As of Tuesday morning, the market was pricing around a 62% chance that the Monetary Policy Committee will opt for a 25 basis point hike to interest rates and take the main Bank rate to 5.25%, according to Refinitiv data.
The other 38% of market participants expect a second consecutive 50 basis point hike, after the central bank surprised markets with a bumper increase in June. U.K. inflation looks to be abating, but is still running considerably hotter than in other advanced economies and well above the Bank's 2% target.
Headline consumer price inflation slid to 7.9% in June from 8.7% in May, while core inflation — which excludes volatile energy, food, alcohol and tobacco prices — stayed sticky at an annualized 6.9%, but retreated from the 31-year high of 7.1% of May.
Data from the British Retail Consortium on Tuesday also showed annual shop price inflation cooled from 8.4% in June to 7.6% in July, and fell for the first time in two years in month-on-month terms, indicating that the country may be through the worst of its prolonged cost-of-living crisis.

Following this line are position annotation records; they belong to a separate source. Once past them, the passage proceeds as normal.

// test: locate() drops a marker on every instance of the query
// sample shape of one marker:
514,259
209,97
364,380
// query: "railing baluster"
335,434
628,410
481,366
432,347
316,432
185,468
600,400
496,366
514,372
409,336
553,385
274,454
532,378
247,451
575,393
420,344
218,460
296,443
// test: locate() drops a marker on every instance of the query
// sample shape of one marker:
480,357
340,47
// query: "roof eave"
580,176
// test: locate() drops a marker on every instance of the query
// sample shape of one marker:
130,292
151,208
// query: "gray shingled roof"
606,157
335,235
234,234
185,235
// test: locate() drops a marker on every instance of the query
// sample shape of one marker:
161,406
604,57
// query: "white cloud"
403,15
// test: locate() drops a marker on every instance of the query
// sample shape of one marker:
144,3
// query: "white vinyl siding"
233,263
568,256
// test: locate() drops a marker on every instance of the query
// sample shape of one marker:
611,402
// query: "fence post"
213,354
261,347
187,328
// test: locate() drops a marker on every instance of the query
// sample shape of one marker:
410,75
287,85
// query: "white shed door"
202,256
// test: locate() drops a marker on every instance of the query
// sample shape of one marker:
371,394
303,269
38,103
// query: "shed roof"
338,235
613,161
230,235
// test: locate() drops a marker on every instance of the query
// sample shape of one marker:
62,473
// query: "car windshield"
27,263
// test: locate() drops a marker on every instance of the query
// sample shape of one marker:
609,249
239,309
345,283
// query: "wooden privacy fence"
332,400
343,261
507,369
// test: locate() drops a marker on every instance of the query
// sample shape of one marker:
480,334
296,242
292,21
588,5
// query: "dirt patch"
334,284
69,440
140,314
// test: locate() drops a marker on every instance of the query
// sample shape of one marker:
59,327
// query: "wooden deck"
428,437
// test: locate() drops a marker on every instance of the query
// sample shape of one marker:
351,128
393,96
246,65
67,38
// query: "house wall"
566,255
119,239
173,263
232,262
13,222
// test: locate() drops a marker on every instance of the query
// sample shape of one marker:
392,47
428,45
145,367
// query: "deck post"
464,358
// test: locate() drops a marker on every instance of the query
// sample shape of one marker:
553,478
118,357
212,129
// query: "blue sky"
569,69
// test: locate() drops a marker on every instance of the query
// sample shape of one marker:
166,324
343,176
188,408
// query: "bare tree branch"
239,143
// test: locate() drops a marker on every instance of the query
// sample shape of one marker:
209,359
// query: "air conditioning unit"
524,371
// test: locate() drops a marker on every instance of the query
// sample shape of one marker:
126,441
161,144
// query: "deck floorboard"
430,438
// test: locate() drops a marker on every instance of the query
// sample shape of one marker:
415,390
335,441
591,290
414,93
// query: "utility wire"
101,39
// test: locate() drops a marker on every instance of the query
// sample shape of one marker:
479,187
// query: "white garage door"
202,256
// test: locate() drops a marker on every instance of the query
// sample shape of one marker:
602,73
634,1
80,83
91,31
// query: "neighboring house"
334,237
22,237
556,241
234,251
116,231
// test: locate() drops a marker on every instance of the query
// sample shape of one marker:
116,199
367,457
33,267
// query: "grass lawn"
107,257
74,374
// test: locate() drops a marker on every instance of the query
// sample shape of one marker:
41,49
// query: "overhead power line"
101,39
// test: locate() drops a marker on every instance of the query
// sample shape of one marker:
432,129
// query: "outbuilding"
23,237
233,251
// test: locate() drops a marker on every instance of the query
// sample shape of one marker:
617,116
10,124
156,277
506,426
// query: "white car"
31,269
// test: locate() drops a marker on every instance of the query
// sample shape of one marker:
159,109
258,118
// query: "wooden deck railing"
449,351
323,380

The British economy has proven surprisingly resilient, despite a run of 13 consecutive rate hikes from the Bank of England. The U.K. GDP flatlined in the three months to the end of May, but Britain is no longer projected to fall into recession.
Goldman Sachs noted over the weekend that the MPC will be watching three indicators of inflationary persistence to determine how much additional monetary policy tightening is needed — slack in the labor market, wage growth and services inflation.